Nowhere in the ALI Principles does it state the requirement that this agreement need be in writing. Moreover, comment b of § 2.03, setting forth definitions for purposes of determining custodial responsibilities for children, makes clear that “[a] formal, written agreement is not required to create a parent-byestoppel status.” Principles of the Law of Family Dissolution: Analysis and Recommendations, supra at § 2.03 comment b, at 114 (allowing, however, that “the absence of formalities may also affect the factfinder’s determination of whether an agreement was made”). The proviso in § 7.04(1), cited by the defendant, that “[a]n agreement is not enforceable if it is not set forth in a writing signed by both parties,” is not determinative in this case. Id. at 960. The entire text of chapter 7, as well as its accompanying comments and illustrations, demonstrates that § 7.04 contemplates premarital, marital, and separation agreements, and not agreements purporting to assume responsibility for parenting a child.

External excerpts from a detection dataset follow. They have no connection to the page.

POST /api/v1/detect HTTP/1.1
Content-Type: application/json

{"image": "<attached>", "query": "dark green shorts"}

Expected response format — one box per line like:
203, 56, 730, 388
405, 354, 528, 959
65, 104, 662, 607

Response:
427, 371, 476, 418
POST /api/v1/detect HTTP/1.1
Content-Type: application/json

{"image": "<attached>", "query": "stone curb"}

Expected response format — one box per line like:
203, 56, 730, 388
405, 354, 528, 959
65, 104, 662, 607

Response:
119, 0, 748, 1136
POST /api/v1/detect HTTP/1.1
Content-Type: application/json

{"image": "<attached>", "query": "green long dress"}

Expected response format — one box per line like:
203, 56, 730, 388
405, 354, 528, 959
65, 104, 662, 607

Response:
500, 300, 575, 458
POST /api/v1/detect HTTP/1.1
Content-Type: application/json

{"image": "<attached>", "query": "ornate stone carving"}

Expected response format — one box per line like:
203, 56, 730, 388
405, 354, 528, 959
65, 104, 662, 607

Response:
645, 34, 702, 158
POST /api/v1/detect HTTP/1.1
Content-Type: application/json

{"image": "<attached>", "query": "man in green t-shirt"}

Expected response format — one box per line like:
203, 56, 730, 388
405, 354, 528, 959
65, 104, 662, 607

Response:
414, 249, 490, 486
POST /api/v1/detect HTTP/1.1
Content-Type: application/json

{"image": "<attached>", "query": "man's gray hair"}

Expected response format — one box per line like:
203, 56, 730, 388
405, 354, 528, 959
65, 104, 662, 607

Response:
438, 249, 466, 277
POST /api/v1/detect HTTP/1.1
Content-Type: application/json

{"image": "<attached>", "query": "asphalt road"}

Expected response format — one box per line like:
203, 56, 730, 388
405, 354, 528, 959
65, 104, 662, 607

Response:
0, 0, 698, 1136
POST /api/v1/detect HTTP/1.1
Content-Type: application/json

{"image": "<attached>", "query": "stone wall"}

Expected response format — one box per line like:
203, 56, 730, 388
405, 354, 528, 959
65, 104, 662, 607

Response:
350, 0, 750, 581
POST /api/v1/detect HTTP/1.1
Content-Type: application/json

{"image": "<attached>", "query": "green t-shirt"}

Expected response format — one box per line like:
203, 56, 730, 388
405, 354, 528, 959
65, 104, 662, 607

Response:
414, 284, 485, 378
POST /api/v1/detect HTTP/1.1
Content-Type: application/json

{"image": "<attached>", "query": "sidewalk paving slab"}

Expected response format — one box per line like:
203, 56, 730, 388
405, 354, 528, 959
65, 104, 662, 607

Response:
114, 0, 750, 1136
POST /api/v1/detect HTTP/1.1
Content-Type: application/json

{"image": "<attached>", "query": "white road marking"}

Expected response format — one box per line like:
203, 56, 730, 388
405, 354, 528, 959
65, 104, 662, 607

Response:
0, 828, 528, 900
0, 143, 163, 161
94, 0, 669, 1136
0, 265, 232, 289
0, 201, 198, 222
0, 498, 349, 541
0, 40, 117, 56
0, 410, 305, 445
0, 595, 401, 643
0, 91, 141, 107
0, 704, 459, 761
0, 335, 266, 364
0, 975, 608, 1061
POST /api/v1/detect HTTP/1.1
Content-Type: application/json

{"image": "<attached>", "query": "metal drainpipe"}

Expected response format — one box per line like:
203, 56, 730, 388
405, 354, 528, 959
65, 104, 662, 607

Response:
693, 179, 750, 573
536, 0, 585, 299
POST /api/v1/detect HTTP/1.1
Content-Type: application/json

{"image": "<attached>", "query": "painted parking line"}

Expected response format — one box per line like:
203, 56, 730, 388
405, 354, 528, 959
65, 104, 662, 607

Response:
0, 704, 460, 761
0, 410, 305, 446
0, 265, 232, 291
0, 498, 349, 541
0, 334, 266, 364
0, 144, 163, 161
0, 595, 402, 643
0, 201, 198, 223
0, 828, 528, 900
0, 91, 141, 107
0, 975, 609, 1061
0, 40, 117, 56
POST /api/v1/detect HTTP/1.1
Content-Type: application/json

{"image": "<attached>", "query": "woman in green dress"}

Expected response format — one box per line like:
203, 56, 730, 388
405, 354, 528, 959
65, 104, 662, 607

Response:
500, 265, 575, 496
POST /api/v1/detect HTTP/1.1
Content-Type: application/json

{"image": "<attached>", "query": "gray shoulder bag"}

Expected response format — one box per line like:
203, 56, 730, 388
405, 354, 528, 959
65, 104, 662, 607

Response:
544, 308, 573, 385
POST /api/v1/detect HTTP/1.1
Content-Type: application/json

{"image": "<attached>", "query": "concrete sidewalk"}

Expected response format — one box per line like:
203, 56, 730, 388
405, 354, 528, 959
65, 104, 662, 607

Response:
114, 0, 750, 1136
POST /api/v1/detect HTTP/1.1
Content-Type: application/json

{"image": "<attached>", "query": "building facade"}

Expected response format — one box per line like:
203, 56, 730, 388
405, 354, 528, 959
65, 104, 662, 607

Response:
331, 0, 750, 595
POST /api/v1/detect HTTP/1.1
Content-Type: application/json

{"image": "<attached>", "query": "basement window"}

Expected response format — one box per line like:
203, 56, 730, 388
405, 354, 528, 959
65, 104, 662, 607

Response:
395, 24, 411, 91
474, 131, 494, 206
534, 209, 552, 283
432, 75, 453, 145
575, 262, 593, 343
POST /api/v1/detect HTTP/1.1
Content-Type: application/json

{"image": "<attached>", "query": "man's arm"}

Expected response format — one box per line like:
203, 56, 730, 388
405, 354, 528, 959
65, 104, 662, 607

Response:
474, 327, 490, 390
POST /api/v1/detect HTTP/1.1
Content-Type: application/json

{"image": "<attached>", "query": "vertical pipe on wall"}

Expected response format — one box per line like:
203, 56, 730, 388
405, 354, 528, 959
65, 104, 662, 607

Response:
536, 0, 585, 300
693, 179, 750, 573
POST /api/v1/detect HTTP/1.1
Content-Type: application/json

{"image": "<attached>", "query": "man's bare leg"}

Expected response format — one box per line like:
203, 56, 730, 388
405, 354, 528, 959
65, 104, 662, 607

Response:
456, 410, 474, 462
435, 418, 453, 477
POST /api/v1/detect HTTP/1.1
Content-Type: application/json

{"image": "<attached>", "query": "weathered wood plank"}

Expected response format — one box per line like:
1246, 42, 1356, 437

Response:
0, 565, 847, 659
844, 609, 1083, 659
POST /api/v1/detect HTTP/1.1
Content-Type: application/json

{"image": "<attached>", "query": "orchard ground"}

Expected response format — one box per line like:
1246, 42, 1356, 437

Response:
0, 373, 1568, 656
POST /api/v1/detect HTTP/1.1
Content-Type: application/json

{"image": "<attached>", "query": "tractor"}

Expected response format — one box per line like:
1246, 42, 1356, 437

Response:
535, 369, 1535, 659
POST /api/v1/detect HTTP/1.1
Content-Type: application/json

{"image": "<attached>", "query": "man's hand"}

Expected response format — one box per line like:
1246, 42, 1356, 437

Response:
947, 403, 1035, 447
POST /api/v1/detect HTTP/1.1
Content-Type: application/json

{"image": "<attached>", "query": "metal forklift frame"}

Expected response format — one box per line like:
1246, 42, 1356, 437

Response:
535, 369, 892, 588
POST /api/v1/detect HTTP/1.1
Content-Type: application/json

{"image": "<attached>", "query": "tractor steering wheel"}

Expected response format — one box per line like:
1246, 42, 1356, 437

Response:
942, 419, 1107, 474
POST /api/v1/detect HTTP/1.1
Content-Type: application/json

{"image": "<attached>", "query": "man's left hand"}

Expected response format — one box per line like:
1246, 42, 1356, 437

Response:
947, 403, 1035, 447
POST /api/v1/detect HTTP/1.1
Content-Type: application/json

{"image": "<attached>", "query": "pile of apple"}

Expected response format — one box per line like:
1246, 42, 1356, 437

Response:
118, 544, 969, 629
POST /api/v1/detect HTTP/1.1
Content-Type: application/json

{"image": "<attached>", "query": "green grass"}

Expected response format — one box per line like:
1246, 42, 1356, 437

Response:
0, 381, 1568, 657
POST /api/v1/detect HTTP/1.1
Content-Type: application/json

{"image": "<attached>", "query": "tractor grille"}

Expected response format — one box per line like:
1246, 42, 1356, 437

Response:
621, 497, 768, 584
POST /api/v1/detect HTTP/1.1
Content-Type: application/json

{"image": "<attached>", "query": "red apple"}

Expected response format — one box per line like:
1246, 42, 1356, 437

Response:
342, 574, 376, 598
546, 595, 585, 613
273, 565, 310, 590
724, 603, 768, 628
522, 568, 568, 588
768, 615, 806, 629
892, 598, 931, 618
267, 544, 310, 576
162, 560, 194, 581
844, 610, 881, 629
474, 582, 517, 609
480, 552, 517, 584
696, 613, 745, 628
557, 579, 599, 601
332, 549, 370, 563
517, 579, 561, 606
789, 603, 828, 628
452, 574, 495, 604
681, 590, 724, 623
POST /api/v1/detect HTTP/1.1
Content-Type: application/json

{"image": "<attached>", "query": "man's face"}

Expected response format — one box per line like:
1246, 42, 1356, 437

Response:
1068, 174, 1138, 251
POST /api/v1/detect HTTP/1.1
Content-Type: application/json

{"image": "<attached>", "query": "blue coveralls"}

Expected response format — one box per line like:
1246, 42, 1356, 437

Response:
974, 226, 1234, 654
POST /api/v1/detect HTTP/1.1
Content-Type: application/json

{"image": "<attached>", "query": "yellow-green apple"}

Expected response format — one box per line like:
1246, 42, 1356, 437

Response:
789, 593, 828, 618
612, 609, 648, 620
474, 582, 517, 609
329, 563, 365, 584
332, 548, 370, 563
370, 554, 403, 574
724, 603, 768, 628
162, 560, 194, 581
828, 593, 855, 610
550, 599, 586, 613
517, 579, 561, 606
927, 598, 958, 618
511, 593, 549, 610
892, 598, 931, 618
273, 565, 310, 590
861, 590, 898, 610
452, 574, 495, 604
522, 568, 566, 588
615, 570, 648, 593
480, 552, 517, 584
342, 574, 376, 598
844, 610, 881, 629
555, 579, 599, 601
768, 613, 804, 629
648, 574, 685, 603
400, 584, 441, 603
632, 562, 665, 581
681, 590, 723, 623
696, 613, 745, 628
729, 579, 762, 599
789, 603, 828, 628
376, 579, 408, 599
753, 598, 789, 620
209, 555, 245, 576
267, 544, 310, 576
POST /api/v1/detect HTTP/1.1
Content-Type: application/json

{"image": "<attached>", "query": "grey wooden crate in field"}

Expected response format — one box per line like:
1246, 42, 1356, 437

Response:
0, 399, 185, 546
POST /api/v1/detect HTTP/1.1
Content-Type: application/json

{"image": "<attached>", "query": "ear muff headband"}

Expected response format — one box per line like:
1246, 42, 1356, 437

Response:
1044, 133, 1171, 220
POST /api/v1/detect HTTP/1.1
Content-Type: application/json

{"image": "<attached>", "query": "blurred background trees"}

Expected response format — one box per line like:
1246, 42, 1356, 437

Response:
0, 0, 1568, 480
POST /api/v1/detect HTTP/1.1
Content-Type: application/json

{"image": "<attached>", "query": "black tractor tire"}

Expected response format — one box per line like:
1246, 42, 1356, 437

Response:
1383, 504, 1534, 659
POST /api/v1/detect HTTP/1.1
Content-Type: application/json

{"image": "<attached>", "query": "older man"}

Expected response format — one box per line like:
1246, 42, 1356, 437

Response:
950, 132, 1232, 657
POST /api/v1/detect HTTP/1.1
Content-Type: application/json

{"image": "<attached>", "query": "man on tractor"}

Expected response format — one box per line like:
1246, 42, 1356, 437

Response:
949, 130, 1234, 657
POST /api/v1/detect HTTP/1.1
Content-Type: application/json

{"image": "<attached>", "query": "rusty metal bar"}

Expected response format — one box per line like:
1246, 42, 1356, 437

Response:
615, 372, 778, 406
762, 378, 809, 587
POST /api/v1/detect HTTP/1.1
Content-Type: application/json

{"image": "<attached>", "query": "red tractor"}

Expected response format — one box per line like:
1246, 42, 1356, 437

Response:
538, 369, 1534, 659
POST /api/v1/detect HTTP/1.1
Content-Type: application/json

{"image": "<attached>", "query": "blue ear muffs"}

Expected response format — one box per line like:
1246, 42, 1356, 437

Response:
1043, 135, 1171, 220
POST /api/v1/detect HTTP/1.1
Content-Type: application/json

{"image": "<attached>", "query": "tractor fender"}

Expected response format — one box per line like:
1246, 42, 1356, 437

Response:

The court’s concerns over what rights, if any, the defendant, if ordered to pay child support, might seek in the future with respect to the child address issues that are beyond the scope of this opinion. Ante at 531 n.10. A relationship of financial support between the defendant and the child arguably could entitle the defendant to concomitant rights and responsibilities which, if asserted, would be considered by a judge in the Probate and Family Court under general principles of family law and the best interests of the. child. Speculation as to such matters, however, is not a proper basis on which to deny the relief sought here. The same types of concerns have been raised, and dealt with, in other cases presenting novel or difficult family law issues. See, e.g., Blixt v. Blixt, 437 Mass. 649, 664-665 (2002), cert. denied, 537 U.S. 1189 (2003); E.N.O. v. L.M.M., 429 Mass. 824, 832-833, cert. denied, 528 U.S. 1005 (1999); Adoption of Tammy, 416 Mass. 205, 214-215 (1993).